Optimizer.step() occasionaly takes very long time

Hi, I was curios to understand this problem: I am training a custom version of StyleGAN2-ada and during the discriminator training loop, every 4 steps, the optimizer.step() takes a very long time. Here a snippet of my code for the discriminator training step:

self.discriminator_optimizer.zero_grad()

        # Accumulate gradients for `gradient_accumulate_steps`
        for i in range(self.args.gradient_accumulate_steps):
            
            if idx % self.args.p_update_interval == 0:
                self.p = self.p_sched.get_p() 
                self.augmenter.update_p(self.p)
                self.logger.add_scalar("[TRAIN] ADA PROB (p)", self.p, global_step=idx)
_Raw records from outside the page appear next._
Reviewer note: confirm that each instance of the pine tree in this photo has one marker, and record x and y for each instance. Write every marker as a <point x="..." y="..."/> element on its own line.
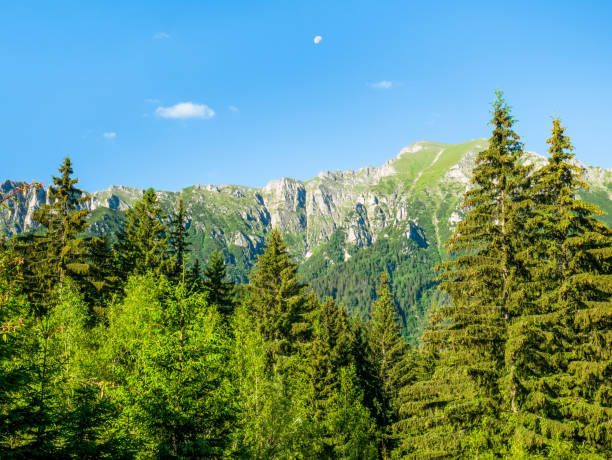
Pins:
<point x="562" y="343"/>
<point x="388" y="354"/>
<point x="193" y="277"/>
<point x="219" y="291"/>
<point x="483" y="283"/>
<point x="170" y="378"/>
<point x="325" y="356"/>
<point x="143" y="244"/>
<point x="276" y="300"/>
<point x="58" y="251"/>
<point x="179" y="246"/>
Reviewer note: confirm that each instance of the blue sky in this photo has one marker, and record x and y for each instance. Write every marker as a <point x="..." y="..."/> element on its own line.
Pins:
<point x="101" y="82"/>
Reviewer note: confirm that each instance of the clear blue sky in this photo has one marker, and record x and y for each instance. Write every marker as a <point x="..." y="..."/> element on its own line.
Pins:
<point x="100" y="82"/>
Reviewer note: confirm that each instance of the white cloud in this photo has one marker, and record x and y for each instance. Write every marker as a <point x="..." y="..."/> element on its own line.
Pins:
<point x="383" y="84"/>
<point x="186" y="110"/>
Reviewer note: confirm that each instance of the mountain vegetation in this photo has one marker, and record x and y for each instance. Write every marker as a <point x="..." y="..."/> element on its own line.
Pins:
<point x="315" y="320"/>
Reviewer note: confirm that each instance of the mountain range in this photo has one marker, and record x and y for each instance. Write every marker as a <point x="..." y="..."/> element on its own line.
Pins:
<point x="344" y="227"/>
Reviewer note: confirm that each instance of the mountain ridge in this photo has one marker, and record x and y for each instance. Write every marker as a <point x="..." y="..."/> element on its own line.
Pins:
<point x="335" y="224"/>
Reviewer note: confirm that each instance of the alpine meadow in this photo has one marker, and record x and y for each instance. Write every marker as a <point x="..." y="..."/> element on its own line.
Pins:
<point x="454" y="302"/>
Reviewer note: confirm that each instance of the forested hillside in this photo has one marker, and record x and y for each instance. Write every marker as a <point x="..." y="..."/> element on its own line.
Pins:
<point x="342" y="227"/>
<point x="335" y="324"/>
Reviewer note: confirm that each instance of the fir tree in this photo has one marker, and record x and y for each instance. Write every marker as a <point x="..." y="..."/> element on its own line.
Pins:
<point x="193" y="277"/>
<point x="58" y="251"/>
<point x="388" y="354"/>
<point x="277" y="301"/>
<point x="483" y="283"/>
<point x="179" y="246"/>
<point x="562" y="343"/>
<point x="219" y="291"/>
<point x="143" y="244"/>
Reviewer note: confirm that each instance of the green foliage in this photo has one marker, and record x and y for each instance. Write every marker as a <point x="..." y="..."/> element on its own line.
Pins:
<point x="143" y="244"/>
<point x="515" y="360"/>
<point x="168" y="372"/>
<point x="219" y="291"/>
<point x="388" y="355"/>
<point x="277" y="301"/>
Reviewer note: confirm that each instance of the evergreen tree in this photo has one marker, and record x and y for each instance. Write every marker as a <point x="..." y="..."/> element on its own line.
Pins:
<point x="143" y="244"/>
<point x="562" y="343"/>
<point x="277" y="301"/>
<point x="194" y="276"/>
<point x="179" y="246"/>
<point x="219" y="291"/>
<point x="269" y="424"/>
<point x="57" y="251"/>
<point x="169" y="376"/>
<point x="388" y="354"/>
<point x="327" y="353"/>
<point x="483" y="283"/>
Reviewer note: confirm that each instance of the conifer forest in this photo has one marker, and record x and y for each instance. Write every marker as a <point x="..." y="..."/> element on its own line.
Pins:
<point x="125" y="345"/>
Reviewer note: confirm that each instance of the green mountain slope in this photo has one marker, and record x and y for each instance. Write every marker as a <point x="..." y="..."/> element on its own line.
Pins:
<point x="345" y="227"/>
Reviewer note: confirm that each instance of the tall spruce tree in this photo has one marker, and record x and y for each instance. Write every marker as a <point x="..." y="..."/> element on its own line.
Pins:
<point x="58" y="251"/>
<point x="483" y="283"/>
<point x="216" y="286"/>
<point x="562" y="343"/>
<point x="143" y="244"/>
<point x="388" y="353"/>
<point x="179" y="246"/>
<point x="277" y="301"/>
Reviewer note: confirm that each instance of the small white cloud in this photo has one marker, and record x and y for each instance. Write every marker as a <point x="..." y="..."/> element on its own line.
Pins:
<point x="186" y="110"/>
<point x="383" y="84"/>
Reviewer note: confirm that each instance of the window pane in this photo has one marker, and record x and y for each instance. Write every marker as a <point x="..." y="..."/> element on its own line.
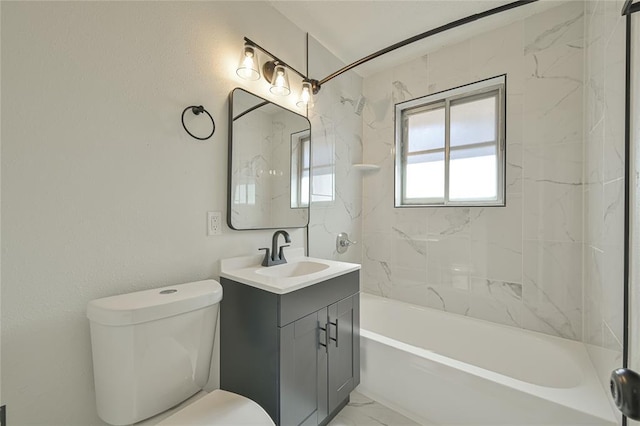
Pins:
<point x="424" y="177"/>
<point x="473" y="122"/>
<point x="473" y="174"/>
<point x="426" y="130"/>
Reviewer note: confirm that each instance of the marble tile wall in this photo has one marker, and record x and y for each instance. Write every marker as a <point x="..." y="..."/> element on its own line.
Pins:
<point x="336" y="127"/>
<point x="521" y="264"/>
<point x="604" y="183"/>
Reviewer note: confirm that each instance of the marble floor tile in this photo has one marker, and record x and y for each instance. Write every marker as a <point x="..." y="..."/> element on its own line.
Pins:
<point x="363" y="411"/>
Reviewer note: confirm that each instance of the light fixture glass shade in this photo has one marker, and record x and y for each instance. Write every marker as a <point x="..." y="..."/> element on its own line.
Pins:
<point x="248" y="65"/>
<point x="306" y="96"/>
<point x="280" y="83"/>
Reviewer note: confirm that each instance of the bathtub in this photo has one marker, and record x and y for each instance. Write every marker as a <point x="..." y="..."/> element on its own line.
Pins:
<point x="446" y="369"/>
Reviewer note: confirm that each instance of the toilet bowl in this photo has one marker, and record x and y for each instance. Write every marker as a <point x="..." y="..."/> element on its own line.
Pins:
<point x="220" y="408"/>
<point x="152" y="350"/>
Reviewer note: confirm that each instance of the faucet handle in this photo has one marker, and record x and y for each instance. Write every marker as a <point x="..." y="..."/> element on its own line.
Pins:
<point x="281" y="252"/>
<point x="267" y="256"/>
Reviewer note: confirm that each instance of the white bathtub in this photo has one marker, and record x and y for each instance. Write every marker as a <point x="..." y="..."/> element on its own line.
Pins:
<point x="446" y="369"/>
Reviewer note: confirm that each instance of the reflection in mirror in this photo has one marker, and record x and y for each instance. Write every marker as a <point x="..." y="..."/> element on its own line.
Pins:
<point x="269" y="164"/>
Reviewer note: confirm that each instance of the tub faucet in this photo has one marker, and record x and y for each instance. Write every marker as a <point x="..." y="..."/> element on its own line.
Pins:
<point x="271" y="258"/>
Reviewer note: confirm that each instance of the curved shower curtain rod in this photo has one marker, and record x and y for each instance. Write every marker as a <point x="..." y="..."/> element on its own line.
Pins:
<point x="317" y="84"/>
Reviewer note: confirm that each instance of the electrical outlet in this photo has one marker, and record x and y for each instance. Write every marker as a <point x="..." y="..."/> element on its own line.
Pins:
<point x="214" y="223"/>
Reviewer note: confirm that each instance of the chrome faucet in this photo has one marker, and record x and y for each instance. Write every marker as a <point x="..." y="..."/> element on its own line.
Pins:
<point x="270" y="257"/>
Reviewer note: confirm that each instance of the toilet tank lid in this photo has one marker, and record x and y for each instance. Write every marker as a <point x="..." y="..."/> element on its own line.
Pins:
<point x="149" y="305"/>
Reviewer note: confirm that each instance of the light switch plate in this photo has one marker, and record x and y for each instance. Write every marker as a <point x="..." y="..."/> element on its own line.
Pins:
<point x="214" y="223"/>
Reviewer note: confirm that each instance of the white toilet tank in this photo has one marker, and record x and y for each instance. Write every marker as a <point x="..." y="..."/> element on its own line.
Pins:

            # Sample images from generator
            generated_images, _ = self.generate_images(self.args.batch_size)
            #Apply ADA
            generated_images, _ = self.augmenter(generated_images, args=self.args)
            # Discriminator classification for generated images
            fake_output = self.discriminator(generated_images.detach())
            self.avg_log["avg_out_D_fake"] += torch.mean(fake_output).item()

            # Get real images from the data loader
            real_images, patches = next(self.loader)
            real_images = real_images.to(self.args.device)

            #APPLY ADA
            #plt.subplot(2,1,1)
            #plot_grid_images(real_images, nrow=8, normalize=True)
            real_images, _ = self.augmenter(real_images, debug=False, args=self.args)
            #plt.subplot(2,1,2)
            #plot_grid_images(real_images, nrow=8, normalize=True)
            #plt.show()

            # We need to calculate gradients w.r.t. real images for gradient penalty
            if (idx + 1) % self.args.lazy_gradient_penalty_interval == 0:
                real_images.requires_grad_()
            # Discriminator classification for real images
            real_output = self.discriminator(real_images)
            self.avg_log["avg_out_D_real"] += torch.mean(real_output).item()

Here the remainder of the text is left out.